March Equipment Finance Confidence Increases

According to the March 2016 Monthly Confidence Index from the Equipment Leasing and Finance Foundation, confidence in the equipment finance industry rose to 51.6 in March from a reading of 48.3 in February.

“I believe the fundamentals of the U.S. economy are strong. Low energy costs, which are a net positive for small businesses and consumers, provide a hedge against recession and/or inflation,” said Paul Menzel, president and CEO of Financial Pacific Leasing, when asked about the outlook for the future. “The presidential election rancor and uncertainty will keep a damper on any substantial growth or improvement in the economy for 2016.”

When asked to assess their business conditions over the next four months, 3.2% of executives said they believe business conditions will improve over the next four months, unchanged from February. 77.4% of respondents believe business conditions will remain the same over the next four months, an increase from 71.0% in February. Meanwhile, 19.4% believe business conditions will get worsen, a decrease from 25.8% the previous month.

There was an increase in the number of survey respondents who believe demand for leases and loans to fund capital expenditures (CAPEX) will increase over the next four months, with 9.7% reporting the sentiment in March compared to 3.2% in February.

“Application volume and approvals remain strong but closing them has been difficult,” said David T. Schaefer, CEO of Mintaka Financial. “We attribute this to competitive factors from within our industry and from the alternative finance industry.

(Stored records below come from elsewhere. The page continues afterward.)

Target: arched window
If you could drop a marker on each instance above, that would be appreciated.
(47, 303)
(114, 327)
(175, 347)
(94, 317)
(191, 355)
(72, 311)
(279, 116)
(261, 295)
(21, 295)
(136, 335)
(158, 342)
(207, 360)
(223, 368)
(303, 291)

There still seems to be a level of uncertainty in the small business market as well.”

There was no change in the number of executives who expect more access to capital to fund equipment acquisitions over the next four months (16.1%) but there was a decrease in the number who expect less access to capital (6.5%) compared to February (12.9%).

“There are pockets of opportunity in both types of equipment and specific industries,” said Harry Kaplun, president of Specialty Finance at Frost Bank. “That said, there are an increasing number of industries that are hitting a reset button with regard to growth and capital spending.”

All of the survey respondents evaluated the current U.S. economy as “fair,” up from 96.8% in February.

On the flip side, none of the survey respondents believe that U.S. economic conditions will get “better” over the next six months, a decrease from 6.5% who believed so in February.

“Continued growth in new business opportunities, tempered with some slowdown in the Class 8 truck market, and an increase in repossessions cause some concern,” said William H. Besgen, vice chairman of the board of directors at Hitachi Capital America.